German actress (1930–2024)

Renate Hoy (born Renate Anita Huy; 31 December 1930 – 1 July 2024), also credited as Erika Nordin, was a German actress and beauty pageant titleholder.

==Career==
After winning the title of Miss Nürnberg, she was crowned Miss Germany of 1952. She then travelled to the United States to represent her country in the first Miss Universe contest, which was held in Long Beach, California where she placed fifth (fourth runner up).

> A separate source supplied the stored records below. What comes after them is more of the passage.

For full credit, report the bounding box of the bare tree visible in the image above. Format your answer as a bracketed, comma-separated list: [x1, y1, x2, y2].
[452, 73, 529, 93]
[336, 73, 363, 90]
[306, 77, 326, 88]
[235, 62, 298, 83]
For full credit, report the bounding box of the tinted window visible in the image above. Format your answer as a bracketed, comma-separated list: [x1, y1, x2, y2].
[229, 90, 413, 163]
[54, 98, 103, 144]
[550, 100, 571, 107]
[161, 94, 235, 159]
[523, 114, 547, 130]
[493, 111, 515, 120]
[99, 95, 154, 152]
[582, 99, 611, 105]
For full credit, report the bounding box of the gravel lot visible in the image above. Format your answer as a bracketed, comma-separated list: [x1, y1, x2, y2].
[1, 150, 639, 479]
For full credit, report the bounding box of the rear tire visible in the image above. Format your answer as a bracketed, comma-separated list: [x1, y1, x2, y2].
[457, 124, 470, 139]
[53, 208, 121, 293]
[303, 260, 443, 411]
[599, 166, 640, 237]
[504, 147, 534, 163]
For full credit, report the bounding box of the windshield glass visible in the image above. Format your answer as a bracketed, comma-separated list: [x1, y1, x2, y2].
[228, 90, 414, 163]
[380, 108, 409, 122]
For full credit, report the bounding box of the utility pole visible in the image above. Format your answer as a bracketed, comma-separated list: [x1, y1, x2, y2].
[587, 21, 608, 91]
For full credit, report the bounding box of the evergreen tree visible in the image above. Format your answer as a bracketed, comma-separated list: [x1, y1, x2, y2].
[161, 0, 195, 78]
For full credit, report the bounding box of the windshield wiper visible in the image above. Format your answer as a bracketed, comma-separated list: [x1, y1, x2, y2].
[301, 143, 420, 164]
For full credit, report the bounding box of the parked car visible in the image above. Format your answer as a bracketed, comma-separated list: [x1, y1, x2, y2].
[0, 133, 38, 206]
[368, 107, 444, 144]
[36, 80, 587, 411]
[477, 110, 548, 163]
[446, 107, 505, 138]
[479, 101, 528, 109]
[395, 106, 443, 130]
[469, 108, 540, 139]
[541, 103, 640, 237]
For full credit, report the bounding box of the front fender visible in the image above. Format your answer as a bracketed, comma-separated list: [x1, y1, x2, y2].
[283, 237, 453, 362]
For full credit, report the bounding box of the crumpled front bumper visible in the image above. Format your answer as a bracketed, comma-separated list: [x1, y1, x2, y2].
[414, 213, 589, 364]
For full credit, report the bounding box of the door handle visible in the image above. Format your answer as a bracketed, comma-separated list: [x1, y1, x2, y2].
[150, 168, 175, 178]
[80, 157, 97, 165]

Shortly thereafter, she became a contract player for Universal Studios and made several movies during the 1950s. She was in such films as Abbott and Costello Go to Mars, Missile to the Moon, The Golden Blade, The Birds and the Bees, The Sea Chase, A Certain Smile, and had a leading role in the classic German film Schloß Hubertus.

==Personal life==
In 1954, Hoy married actor Brett Halsey. They had two children, son Charles Oliver Hand, Jr. (a.k.a. "Rock Bottom" of the Los Angeles-based punk band Rock Bottom and the Spys) and daughter Tracy Leigh. They divorced in 1959. Charles Hand was murdered in prison while serving a 25-year sentence.

Following a landmark 1960 Screen Actors Guild strike, Hoy retired from acting. In 1963, Hoy married prominent civil rights attorney Raymond C. Simpson. The couple had one child, musician Richard James Simpson, a member of the bands Invisiblechains and Teardrain.

Hoy died on 1 July 2024, at the age of 93.